To change pitch while climbing or sinking or to turn left or right, the gliders change their center of mass by shifting the position of their battery packs. “There are no external moving parts—no propellers or jets or moving fins—to push this thing through the water," says Tom Frost, iRobot's program manager for the Seaglider. “It's really elegant."

And even though their original designs are alike, their makers boast of unique capabilities. iRobot claims the Seaglider has the longest range and battery lifetime, being the first glider to complete a mission of more than 3750 kilometers and lasting six months. Bluefin, which is also supplying an offshore oil and gas contractor, says the Spray glider can go about 50 percent deeper—1500 meters—than its competitors and has more durable sensors. And Teledyne says the Slocum's rudder gives it better shallow-water maneuverability and that a new system that harvests energy from temperature variations in the water could allow its gliders to stay at sea for years at a time.

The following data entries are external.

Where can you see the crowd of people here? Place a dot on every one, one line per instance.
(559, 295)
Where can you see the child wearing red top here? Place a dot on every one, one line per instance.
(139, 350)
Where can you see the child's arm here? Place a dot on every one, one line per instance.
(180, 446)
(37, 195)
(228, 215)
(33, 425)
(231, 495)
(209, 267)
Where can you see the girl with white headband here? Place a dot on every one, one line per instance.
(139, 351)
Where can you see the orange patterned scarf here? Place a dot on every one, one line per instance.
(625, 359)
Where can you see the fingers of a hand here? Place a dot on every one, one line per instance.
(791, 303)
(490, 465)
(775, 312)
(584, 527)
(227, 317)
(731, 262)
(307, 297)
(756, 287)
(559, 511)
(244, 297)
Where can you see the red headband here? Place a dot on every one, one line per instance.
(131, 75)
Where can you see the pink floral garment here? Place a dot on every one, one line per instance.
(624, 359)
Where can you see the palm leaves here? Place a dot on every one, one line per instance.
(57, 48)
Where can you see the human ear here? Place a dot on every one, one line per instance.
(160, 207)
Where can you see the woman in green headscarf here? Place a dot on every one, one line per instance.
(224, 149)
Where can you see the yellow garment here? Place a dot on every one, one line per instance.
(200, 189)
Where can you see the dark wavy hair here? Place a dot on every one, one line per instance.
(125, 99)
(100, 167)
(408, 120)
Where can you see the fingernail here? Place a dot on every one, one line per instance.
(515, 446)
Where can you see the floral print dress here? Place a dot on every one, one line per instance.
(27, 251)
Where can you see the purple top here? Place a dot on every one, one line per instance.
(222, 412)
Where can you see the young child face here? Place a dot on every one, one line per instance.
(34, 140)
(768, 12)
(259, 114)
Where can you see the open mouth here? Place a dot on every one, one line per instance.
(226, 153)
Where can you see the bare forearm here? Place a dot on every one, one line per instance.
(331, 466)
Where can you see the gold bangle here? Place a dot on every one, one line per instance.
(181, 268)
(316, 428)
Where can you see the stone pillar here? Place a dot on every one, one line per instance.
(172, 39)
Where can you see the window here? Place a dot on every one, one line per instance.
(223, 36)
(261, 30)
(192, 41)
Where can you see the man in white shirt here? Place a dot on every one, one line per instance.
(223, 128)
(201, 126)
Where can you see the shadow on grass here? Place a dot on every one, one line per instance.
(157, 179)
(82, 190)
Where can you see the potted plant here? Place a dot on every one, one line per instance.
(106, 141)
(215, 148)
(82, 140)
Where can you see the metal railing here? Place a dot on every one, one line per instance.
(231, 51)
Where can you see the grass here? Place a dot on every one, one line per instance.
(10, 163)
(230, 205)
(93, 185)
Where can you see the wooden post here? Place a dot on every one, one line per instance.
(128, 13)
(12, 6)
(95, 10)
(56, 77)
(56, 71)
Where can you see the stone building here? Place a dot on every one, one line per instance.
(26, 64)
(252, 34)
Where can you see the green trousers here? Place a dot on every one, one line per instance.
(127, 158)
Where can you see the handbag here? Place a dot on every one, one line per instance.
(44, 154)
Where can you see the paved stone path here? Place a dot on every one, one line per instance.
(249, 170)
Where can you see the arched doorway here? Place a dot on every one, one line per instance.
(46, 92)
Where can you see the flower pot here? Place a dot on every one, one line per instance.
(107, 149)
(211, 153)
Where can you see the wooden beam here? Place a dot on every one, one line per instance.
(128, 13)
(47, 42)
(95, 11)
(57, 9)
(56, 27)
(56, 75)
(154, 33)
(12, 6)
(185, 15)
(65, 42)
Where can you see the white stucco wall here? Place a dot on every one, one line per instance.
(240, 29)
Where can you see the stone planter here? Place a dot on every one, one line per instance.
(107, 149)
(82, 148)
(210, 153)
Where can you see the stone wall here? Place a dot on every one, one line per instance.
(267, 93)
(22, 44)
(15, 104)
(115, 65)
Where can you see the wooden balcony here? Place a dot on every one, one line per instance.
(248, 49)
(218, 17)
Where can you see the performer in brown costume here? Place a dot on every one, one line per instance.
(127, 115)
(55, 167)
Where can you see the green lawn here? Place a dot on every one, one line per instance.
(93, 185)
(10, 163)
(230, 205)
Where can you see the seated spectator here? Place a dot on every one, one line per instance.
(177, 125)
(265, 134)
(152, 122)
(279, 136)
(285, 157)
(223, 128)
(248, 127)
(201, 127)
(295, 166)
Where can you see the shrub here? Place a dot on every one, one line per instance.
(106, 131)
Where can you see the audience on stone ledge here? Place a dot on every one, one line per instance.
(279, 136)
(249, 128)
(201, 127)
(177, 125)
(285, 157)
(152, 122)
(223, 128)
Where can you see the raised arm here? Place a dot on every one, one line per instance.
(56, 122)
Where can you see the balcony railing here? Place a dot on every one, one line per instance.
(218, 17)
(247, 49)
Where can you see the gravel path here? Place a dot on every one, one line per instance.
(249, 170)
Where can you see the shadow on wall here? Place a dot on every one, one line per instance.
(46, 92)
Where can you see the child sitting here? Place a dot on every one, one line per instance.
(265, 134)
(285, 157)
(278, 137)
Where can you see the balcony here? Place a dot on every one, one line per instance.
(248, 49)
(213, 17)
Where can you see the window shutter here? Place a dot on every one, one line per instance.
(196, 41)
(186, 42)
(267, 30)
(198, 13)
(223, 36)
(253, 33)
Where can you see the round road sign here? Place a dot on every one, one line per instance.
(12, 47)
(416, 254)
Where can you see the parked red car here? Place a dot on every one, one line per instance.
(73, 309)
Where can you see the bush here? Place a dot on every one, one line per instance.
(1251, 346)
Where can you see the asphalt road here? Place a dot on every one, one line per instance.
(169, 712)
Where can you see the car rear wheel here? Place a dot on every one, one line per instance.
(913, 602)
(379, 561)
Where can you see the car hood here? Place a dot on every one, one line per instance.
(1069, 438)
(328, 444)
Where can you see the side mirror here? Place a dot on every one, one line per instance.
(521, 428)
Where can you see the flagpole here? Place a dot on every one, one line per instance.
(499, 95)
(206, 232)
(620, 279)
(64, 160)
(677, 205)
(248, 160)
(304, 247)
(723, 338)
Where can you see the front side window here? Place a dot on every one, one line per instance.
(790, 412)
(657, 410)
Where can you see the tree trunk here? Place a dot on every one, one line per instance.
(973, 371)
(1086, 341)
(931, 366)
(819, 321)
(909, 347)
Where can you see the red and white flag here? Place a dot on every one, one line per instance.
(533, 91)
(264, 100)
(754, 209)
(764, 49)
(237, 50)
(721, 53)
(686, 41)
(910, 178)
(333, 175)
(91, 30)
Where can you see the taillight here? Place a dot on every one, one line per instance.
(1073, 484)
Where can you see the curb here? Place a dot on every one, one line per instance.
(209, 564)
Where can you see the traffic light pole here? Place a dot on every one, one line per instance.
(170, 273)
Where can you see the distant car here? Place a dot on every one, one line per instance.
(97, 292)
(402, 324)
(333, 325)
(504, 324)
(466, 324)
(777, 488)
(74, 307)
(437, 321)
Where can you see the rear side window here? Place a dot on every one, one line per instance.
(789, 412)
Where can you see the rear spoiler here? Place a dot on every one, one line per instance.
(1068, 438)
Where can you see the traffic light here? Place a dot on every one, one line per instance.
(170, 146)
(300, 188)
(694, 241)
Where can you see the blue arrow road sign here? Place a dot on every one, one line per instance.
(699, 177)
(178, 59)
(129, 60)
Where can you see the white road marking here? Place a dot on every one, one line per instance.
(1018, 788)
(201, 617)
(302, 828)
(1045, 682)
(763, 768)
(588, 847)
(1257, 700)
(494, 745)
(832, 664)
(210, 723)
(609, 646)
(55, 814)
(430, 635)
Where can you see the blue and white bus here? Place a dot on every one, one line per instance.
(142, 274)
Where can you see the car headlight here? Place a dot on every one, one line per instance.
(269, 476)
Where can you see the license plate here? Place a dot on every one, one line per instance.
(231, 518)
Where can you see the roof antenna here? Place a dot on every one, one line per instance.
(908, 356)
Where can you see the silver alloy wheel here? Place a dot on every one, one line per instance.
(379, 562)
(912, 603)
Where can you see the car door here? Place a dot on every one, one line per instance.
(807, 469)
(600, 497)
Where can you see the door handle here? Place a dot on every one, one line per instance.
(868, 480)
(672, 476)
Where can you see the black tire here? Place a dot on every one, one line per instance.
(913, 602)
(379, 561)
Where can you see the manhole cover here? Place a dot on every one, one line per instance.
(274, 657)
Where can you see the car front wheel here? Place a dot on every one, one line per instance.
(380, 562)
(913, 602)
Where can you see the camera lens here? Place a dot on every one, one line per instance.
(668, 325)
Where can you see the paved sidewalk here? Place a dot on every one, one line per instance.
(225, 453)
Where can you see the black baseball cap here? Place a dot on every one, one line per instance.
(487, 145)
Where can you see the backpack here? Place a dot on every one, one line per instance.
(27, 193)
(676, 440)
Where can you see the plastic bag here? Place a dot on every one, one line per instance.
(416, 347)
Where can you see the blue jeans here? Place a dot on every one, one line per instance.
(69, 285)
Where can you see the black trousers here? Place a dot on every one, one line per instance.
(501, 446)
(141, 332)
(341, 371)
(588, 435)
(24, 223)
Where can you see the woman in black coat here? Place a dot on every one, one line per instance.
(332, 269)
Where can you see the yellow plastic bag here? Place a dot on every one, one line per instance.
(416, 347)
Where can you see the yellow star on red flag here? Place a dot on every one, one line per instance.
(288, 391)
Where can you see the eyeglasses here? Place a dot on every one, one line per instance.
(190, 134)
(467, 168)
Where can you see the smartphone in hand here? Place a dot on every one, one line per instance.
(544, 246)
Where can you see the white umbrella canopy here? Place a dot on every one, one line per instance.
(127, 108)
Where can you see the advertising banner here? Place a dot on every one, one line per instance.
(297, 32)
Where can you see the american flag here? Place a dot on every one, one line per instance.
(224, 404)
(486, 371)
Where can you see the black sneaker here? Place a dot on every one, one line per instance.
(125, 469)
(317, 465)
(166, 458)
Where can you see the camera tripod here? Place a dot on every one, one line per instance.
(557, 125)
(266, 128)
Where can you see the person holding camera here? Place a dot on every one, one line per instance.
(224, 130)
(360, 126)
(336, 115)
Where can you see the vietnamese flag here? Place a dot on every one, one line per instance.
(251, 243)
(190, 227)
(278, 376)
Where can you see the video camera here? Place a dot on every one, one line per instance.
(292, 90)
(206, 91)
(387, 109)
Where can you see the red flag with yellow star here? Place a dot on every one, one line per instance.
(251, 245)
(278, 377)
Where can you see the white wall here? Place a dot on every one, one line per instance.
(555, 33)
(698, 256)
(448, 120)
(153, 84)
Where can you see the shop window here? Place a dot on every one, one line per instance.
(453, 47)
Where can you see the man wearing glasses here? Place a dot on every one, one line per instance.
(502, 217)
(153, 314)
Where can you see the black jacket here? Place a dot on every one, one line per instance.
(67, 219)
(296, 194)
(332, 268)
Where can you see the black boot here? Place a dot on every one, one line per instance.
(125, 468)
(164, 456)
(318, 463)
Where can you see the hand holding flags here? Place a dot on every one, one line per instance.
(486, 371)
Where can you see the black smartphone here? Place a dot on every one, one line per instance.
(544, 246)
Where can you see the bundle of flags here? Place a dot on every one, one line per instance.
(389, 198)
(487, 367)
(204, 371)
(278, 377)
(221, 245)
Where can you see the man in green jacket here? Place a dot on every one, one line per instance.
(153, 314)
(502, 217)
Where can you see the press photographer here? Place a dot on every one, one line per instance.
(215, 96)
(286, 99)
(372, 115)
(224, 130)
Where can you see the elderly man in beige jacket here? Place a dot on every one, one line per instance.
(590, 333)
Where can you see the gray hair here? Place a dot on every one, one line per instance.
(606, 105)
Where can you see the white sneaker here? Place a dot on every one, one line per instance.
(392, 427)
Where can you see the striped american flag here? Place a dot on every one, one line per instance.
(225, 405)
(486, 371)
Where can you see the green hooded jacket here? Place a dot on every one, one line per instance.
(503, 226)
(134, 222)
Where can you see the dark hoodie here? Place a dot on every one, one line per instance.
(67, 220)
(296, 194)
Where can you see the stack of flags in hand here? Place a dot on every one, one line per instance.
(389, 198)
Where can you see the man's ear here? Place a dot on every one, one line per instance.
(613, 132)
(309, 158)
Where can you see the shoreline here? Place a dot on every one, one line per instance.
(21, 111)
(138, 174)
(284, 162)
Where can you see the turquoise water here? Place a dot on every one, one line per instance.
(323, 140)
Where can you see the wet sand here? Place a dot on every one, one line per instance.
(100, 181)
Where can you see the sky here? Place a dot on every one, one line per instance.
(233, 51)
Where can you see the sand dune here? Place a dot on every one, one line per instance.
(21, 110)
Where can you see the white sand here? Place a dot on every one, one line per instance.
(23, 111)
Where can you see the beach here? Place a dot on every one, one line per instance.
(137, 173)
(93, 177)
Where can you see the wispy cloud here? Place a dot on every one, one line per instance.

For researchers like Scott Glenn, a professor of physical oceanography at Rutgers University, in New Brunswick, N.J., any extension of a glider's time at sea is welcome news. In the past few years, Glenn and others have turned to gliders to study ocean circulation, climate events, and marine life. One of his projects involves tracking the flow of sediments off New Jersey's coast during storms. He and his colleagues can't go out on research boats in those conditions, but with gliders they can be anywhere there's an Internet connection to monitor—or “fly"—the vehicles. “I do a lot of flying from McDonald's or Starbucks," Glenn says. “Anywhere, anytime, you can go to sea."